The primary question the Court had to determine was whether Mr Needham could be requested to provide discovery of documents which would be available to him on foot of a data access request.
Arguments that the documents within the defendants “power”
SIG argued that the category of documents was within Mr Needham’s “power” to obtain and relied on the test identified by Lord Diplock in Lonrho Ltd v Shell Petroleum  1 WLR 627. In that decision, Lord Diplock concluded that “power” meant “a presently enforceable legal right to obtain from whoever actually holds the document… without the need to obtain the consent of anyone else.
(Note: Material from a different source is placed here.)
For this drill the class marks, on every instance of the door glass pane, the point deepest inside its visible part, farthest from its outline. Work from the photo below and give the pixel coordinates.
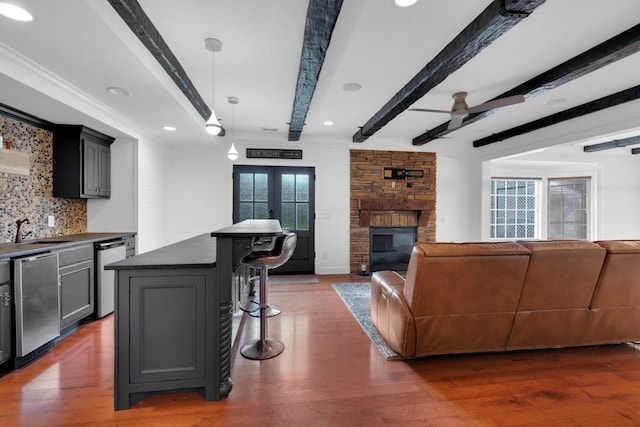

Provided that the right is presently enforceable, the fact that for physical reasons it may not be possible for the person entitled to obtain immediate inspection would not prevent the document from being within his power”.
In light of this, SIG argued that a document is capable of being the subject matter of an order for discovery if the document, while not in Mr Needham’s possession, is one he had a legal entitlement to obtain.
Mr Needham argued that it was wrong, as a matter of principle, for a person to be compelled to use data protection processes to achieve a purpose, which more properly should be achieved by an order for discovery or non-party discovery. He also argued that SIG was attempting to bypass the judicial process and the correct approach was to seek non-party discovery against Citadel and Execuzen.
Request not an attempt to use data protection law for collateral purpose
Ms Justice Baker found that Mr Needham had a “unique right” to seek certain classes of documents. While the discovery request was couched in the language of contemporary data rights, the class of documents requested is a type of document that could be sought. The Court rejected Mr Needham’s argument that the documents sought were information of a personal or confidential nature.
The Court concluded that the request for discovery was not an attempt to use data protection law for a collateral purpose. Ms Justice Baker concluded that Mr Needham could be compelled to obtain documents which are within his power by making a data access request. Mr Needham was directed to make discovery of all documents that are reasonably available to him by means of a data access request and to take reasonable steps to procure the documents by such means.
This case affords litigants with an interesting pathway to obtaining documents from an opponent by compelling them to make a data access request. While non-party discovery is a method of obtaining documents held by parties not involved in the proceedings, the strategy deployed in this case circumvents the requirement to make non-party discovery, which can be a costly exercise.